Su La Repubblica del 24.11.2022, Marco Bentivogli, nell’articolo “La demagogia non crea lavoro” proprio sul punto, afferma:

Il piano Gol (garanzia di occupabilità dei lavoratori), come ci ricorda la bravissima Lucia Valente, prevede l'”attivazione” di 300.000 persone nel mercato del lavoro entro quest’anno. Significa che sono persone che avranno accesso al lavoro? Magari. Sono persone accolte nei Cpi, a cui è stato fatto un “patto per il lavoro” senza nessun avvio al lavoro.

Anche questo modo di ragionare è fuorviante. È influenzato dall’idea che le politiche attive (come lo è Gol) possano “creare lavoro”. Infatti, sempre Bentivogli nel medesimo articolo afferma che “Nel nostro Paese le politiche attive del lavoro danno lavoro agli esperti di politiche attive del lavoro”

Ma, chi dà lavoro è solo il sistema delle imprese private ed anche il settore pubblico. Una politica attiva del lavoro non dà lavoro ma aiuta a chi cerca di reperirlo, appunto attivandolo con una serie di misure tanto più complesse, quanto meno è spendibile la persona: orientamento iniziale, elaborazione del curriculum, valutazione delle esperienze e del titolo, individuazione di settori prossimi alle capacità dimostrate, orientamento approfondito, valutazione della necessità di irrobustire le competenze, esperienze di tirocinio, inserimento in attività di formazione; si tratta di moduli da comporre tagliandoli su misura della persona, solo al termine dei quali si può intermediare la posizione del lavoratore, candidandolo per domande di lavoro rispetto alle quali risulti idoneo.

Costi certi, esiti incerti

Le politiche del lavoro, quindi, costano, tanto, e non offrono di per sé alcuna certezza che quella certa impresa assuma proprio quel certo disoccupato: non avviene così nemmeno nell’ambito del collocamento dei disabili.

D’altra parte, Titolare, la formazione, che è un tassello autonomo delle politiche attive, a sua volta costa, come abbiamo evidenziato proprio di recente. I beneficiari del Reddito non possono certo permettersi di pagare 6 mesi di formazione. Qualcuno deve pur farlo. E se anche la formazione viene erogata da soggetti privati, sono però fondi regionali e, dunque, pubblici a finanziarli; oppure fondi del Fondo sociale europeo, che sempre pubblici sono; o fondi del PNRR a loro volta e ancora una volta pubblici.

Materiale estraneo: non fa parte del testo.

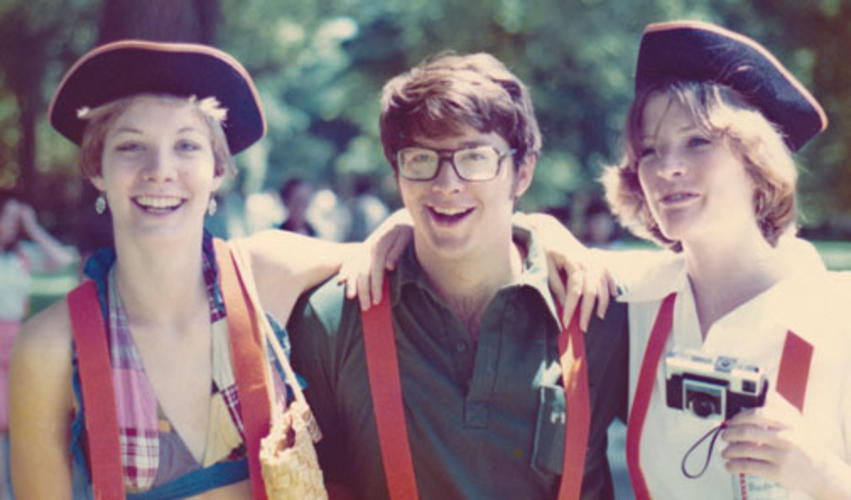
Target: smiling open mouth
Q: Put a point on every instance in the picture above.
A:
(158, 204)
(449, 215)
(678, 197)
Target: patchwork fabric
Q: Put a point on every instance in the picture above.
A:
(142, 423)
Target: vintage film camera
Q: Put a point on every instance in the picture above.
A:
(714, 388)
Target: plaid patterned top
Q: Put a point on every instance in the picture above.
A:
(152, 451)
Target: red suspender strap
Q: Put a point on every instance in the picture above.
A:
(386, 389)
(248, 364)
(382, 363)
(95, 371)
(643, 391)
(794, 369)
(574, 373)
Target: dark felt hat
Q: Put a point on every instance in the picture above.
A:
(698, 51)
(129, 67)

Spostare anche solo parzialmente il Reddito da misura solo assistenziale a sostegno a patto che il beneficiario si formi (a parte l’analisi del problema del chi, come e con quali esiti formi) sposta solo l’erogazione della spesa, che resta pubblica.

In ogni caso, obbligare i percettori del Reddito ad una formazione di 6 mesi conferma che si tratta di persone occupabili, come ogni disoccupato, ma lontane dal mondo del lavoro. La formazione da sola non li aiuta a superare la condizione di povertà, né di per sé a trovare lavoro.